In [1]:
import cv2
import numpy as np
from scipy import ndimage

In [2]:
# Run the notebook to load all its classes and functions
%run busi_preprocessing_1.ipynb

# Data augmentation

## Augmentation Details

1. Per-class augmentation factor:

Normal (label=0): 5x augmentation

Malignant (label=2): 3x augmentation

Benign (label=1): 1x augmentation

2. Augmentation types:

flip: Horizontal flip

rotate: Random rotation between -15° and 15°

zoom: Random zoom in/out (0.9–1.1 scale), with padding or cropping

noise: Gaussian noise addition

brightness: Random brightness adjustment (0.9–1.1 factor)

3. Mask handling:

If masks are provided, corresponding augmentations are applied identically to the mask.

Masks maintain binary/segmentation structure (except for zoom, rotation, or flip).

4. Channel dimension handling:

Images and masks with a single channel (shape[-1]=1) are correctly expanded after augmentation.

-------------------------------------------------------------------------------------------------------------------------------------------------------

Returns X_augmented, y_augmented, mask_augmented , if masks are provided, else X_augmented, y_augmented

In [3]:
def data_augmentation(X, y, masks=None):
    """
    Apply data augmentation to the training set (supports optional masks).
    
    Args:
        X_train: Training images
        y_train: Training labels (0=Normal, 1=Benign, 2=Malignant)
        masks: Optional masks (None if classification only)
        
    Returns:
        Augmented images, labels, (and masks if provided)
    """
    X_augmented, y_augmented = [], []
    mask_augmented = [] if masks is not None else None

    for i in range(len(X)):
        img = X[i]
        label = y[i]
        mask = masks[i] if masks is not None else None

        # Define per-class augmentation strength
        if label == 0:   # Normal (minority)
            aug_factor = 5
        elif label == 2: # Malignant (mid-size)
            aug_factor = 3
        else:            # Benign (majority)
            aug_factor = 1

        # Always keep original
        X_augmented.append(img)
        y_augmented.append(label)
        if mask is not None:
            mask_augmented.append(mask)

        # Augmentations
        for _ in range(aug_factor):
            aug_type = np.random.choice(['flip', 'rotate', 'zoom', 'noise', 'brightness'])

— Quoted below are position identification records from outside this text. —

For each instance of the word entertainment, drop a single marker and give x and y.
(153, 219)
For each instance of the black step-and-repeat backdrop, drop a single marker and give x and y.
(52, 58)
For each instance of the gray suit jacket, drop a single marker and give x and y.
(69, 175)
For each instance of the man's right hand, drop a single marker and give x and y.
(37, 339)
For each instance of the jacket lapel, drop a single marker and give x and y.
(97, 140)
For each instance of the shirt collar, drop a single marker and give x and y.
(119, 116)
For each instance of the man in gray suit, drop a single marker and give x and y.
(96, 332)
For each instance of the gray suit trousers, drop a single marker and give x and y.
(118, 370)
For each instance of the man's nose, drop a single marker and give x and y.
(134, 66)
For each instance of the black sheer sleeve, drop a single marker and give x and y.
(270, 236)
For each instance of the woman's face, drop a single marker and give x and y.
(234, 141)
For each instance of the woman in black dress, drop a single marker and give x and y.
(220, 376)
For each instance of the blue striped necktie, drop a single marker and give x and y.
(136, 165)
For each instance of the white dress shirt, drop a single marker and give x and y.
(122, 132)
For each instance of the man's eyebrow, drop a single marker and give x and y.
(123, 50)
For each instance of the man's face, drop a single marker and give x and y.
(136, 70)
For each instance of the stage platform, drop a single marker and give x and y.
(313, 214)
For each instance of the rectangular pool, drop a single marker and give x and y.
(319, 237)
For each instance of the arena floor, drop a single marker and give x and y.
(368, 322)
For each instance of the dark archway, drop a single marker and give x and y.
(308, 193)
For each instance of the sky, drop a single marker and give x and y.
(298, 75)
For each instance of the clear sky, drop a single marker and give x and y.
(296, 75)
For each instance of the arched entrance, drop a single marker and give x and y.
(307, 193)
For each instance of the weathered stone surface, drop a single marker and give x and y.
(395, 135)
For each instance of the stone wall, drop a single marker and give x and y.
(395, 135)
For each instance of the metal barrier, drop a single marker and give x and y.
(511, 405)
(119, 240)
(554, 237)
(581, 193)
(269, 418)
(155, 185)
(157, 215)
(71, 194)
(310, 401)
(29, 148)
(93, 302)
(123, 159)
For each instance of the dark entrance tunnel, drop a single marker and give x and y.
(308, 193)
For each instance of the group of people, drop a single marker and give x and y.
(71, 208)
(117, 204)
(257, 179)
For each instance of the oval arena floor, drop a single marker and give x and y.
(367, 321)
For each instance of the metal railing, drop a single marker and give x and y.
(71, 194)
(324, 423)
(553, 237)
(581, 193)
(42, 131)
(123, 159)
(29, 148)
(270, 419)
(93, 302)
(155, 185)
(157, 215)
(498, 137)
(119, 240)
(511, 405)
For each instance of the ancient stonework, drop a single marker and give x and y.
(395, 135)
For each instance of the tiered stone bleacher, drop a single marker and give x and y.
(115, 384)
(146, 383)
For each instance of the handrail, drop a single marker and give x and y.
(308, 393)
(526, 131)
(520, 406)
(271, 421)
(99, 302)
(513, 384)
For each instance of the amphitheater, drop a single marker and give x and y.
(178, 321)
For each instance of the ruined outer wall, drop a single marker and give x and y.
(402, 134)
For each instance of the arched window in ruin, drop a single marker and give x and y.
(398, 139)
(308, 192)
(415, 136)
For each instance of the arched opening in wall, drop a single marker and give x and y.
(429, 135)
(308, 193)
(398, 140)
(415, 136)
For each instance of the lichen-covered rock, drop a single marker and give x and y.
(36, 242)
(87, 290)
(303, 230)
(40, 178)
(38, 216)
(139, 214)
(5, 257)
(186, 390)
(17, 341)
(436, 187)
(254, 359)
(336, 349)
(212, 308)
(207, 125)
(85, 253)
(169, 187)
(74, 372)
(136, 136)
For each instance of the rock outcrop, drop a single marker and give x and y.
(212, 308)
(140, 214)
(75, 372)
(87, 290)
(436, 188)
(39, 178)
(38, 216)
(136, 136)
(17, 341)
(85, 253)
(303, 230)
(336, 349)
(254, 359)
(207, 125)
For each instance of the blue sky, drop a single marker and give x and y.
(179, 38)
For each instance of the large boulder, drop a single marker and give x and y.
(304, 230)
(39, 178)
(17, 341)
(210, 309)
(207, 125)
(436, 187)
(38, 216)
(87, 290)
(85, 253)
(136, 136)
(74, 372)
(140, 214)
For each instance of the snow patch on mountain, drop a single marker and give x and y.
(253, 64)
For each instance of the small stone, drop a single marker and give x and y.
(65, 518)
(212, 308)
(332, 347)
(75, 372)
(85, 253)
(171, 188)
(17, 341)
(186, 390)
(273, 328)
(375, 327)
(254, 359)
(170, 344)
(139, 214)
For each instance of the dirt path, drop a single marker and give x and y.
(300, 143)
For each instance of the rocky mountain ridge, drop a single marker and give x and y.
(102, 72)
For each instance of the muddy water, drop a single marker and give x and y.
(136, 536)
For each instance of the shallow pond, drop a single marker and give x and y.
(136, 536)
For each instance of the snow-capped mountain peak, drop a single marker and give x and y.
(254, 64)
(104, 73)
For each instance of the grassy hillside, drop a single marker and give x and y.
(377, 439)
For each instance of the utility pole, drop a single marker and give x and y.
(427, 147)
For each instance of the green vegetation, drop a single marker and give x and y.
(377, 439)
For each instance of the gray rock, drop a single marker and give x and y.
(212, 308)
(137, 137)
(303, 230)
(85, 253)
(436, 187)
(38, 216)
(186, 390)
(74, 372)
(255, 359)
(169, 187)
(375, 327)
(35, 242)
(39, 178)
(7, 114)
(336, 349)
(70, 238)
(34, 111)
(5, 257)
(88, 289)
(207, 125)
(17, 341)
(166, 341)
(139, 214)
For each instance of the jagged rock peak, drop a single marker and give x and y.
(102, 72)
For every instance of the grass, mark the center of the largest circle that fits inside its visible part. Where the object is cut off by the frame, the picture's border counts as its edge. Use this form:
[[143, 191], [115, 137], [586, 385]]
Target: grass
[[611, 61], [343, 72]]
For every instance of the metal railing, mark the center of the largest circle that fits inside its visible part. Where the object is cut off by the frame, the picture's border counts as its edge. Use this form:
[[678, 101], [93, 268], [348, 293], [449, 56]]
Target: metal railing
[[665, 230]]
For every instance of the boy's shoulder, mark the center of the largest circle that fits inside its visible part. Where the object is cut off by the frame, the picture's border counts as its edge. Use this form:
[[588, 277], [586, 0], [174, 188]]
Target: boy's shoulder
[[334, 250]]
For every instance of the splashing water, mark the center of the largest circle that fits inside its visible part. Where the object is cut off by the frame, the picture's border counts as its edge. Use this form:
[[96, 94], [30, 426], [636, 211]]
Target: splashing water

            img_2d = img.squeeze(-1) if img.ndim == 3 and img.shape[-1] == 1 else img
            mask_2d = mask.squeeze(-1) if (mask is not None and mask.ndim == 3 and mask.shape[-1] == 1) else mask

            if aug_type == 'flip':
                aug_img = cv2.flip(img_2d, 1)
                aug_mask = cv2.flip(mask_2d, 1) if mask is not None else None

            elif aug_type == 'rotate':
                angle = np.random.uniform(-15, 15)
                aug_img = ndimage.rotate(img_2d, angle, reshape=False)
                aug_mask = ndimage.rotate(mask_2d, angle, reshape=False) if mask is not None else None

            elif aug_type == 'zoom':
                zoom_factor = np.random.uniform(0.9, 1.1)
                h, w = img_2d.shape
                new_h, new_w = int(h * zoom_factor), int(w * zoom_factor)
                aug_img = cv2.resize(img_2d, (new_w, new_h))
                aug_mask = cv2.resize(mask_2d, (new_w, new_h)) if mask is not None else None

                if zoom_factor < 1.0:  # pad
                    pad_h = (h - new_h) // 2
                    pad_w = (w - new_w) // 2
                    aug_img = cv2.copyMakeBorder(aug_img, pad_h, h - new_h - pad_h,
                                                 pad_w, w - new_w - pad_w,
                                                 cv2.BORDER_CONSTANT, value=0)
                    if mask is not None:
                        aug_mask = cv2.copyMakeBorder(aug_mask, pad_h, h - new_h - pad_h,
                                                      pad_w, w - new_w - pad_w,
                                                      cv2.BORDER_CONSTANT, value=0)
                else:  # crop
                    start_h = (new_h - h) // 2
                    start_w = (new_w - w) // 2
                    aug_img = aug_img[start_h:start_h + h, start_w:start_w + w]
                    if mask is not None:
                        aug_mask = aug_mask[start_h:start_h + h, start_w:start_w + w]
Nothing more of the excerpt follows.